In a bid to broaden its Nigerian shareholder base, mobile phone company MTN Group (MTN) will consider some options including listing its Nigerian subsidiary in Lagos during the first quarter of next year, CEO Phuthuma Nhleko says.

For the first half ended September 2005, MTN derived 34% of its revenue from Nigeria where the subscriber base has grown to 7.7 million from 5.6 million in March, while average revenue per user (ARPU) plunged US$17 to $23 per month.

The West African country's ARPU is expected to remain steady around $20 for the next quarter, in line with the South African ARPU which came in at $26 (or 168 rand) per month for the three months ended September.
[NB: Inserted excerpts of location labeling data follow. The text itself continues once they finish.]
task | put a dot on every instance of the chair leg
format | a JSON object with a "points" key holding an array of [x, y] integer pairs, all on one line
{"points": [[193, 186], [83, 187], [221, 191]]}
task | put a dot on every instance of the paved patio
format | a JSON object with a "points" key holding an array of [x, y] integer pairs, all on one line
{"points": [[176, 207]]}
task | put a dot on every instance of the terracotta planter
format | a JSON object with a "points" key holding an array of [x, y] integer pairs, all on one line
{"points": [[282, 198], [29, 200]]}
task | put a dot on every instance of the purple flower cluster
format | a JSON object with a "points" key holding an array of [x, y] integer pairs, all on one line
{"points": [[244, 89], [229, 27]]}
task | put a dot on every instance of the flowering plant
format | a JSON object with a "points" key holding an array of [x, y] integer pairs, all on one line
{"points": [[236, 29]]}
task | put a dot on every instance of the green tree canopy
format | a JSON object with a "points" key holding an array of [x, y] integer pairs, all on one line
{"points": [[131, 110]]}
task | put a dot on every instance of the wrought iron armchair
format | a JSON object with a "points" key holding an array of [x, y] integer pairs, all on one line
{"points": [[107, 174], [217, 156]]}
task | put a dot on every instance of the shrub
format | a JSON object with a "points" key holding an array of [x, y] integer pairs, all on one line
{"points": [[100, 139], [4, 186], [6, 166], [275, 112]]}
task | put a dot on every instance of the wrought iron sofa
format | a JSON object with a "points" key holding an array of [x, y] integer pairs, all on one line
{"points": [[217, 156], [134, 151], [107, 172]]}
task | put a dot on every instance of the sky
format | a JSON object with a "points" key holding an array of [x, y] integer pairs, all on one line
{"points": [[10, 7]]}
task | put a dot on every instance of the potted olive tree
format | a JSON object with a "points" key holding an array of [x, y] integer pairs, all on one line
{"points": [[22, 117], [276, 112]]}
MTN's profit was 4.462 billion rand of which 51% or 2.284 billion rand came from Nigeria, while South Africa generated 1.822 billion rand with six other countries contributing 356 million rand.

Nhleko said the group was still in the process of evaluating different options but reiterated a potential flotation of MTN Nigeria.

Addressing the investment community after the release of the company's interim results, Nhleko said the operator wanted to grow its Nigerian subscriber base to 8.5 million by December 31.

Nigeria's cellular market size is expected to grow from around its current 16 million subscribers to between 25 and 30 million subscribers by 2009 and MTN has stated that, looking ahead, it would continue to entrench its market leadership position - which stands at 47% at present.

MTN Nigeria is 75%-owned by MTN while the balance is in the hands of local investors. In the case of listing, the parent company might have to reduce its shareholding in MTN Nigeria to ensure more players came on board and possibly aligning its free float with the stock exchange requirements in the West African country, analysts said.

Listing in Nigeria would also help cement the relationships between the operator and the local investors and other stakeholders, the analysts added.

Turning to South Africa - MTN's homebase, Nhleko said the subsidiary's performance was disappointing and acknowledged the fact that the company lost some ground - adding that it could have done better.

During the quarter ending December 31, the South African operation is expected to rise 11% to 10 million subscribers - way below the Vodacom Group which already has 16 million customers locally.

MTN this year made four acquisitions: Botswana, Cote d'Ivoire (the Ivory Coast), a tiny operator in Zambia and a 49% stake in Iran's second mobile operator, which is due to roll out within the next nine months.

The group is also expected to enter the Tunisian market and the sparsely-populated country of Namibia in 2006, which would take its footprint to twelve countries.